As far as the steel vs. aluminum...I've only used steel for a couple months, then everything was switched to aluminum. I never have problems flipping a snap or a carabiner around or down a branch. I guess you just gotta know how to work the rope.

Brian- I'll tell you what, as a Holiday Special, I will make you a flip line. I assume you have the slack-tender pulley. If you send me money to cover the supplies, I will splice you a 16strand with an eye on each end (and a steel or aluminum snap on one end, if you'd like!) as well as a single-braid prussik sling for the distel or schwabish. Let me know!!!

good discussion folks.

love
nick


----------



## John Paul Sanborn (Nov 26, 2002)

Since you will be able to make new lines for these people splicing the clip into the line with a tight eye is much better (IMO).

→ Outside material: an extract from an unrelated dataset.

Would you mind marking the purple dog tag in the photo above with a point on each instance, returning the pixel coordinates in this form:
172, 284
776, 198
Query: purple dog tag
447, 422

For most average climbers, a 10-20ft I&I with clips is good. A prussik adjuster for those with mopderate skill and distal/slacktender for those with a bit more.

I liek Tom's with the back to back tress hithces for two way control.


----------



## NickfromWI (Nov 26, 2002)

*Eye Splice Size*

I agree JPS- I like a small eye for the side that has a snap on it. I prefer to put a small plastic thimble to distribute the wear. I've done a couple that used the small orange Petzl "POO" pulleys. I put the snap through the pulley, then splice it on! I think those little plastic black thimbles seem kinda cheap, though I've only had one totally deform on me.

These are the little things I wonder about.

love
nick

maybe, if i had a TV, I would just watch that, rather than think about things like how to get a orange Petzl pulley on to a snap-hook!


----------



## Stumper (Nov 26, 2002)

like Brian, I used an adjustable buckstrap for ages (and liked it). Seldom was it too short. When up in the small wood on a spar I just made a full wrap. Now I'm using a flipline with friction hitch. I like the extra length and easy adjustment. I'm using 3 strand (because it's easy to splice). I have found 3 strand to be extremely long wearing but friction hitches tend to lock tighter under load. I've got two made up. One has steel snaps and the other alumnium. Frankly I still haven't decided which I prefer. Tom's idea of a hitch on each side sounds neat-I'll have to try it. 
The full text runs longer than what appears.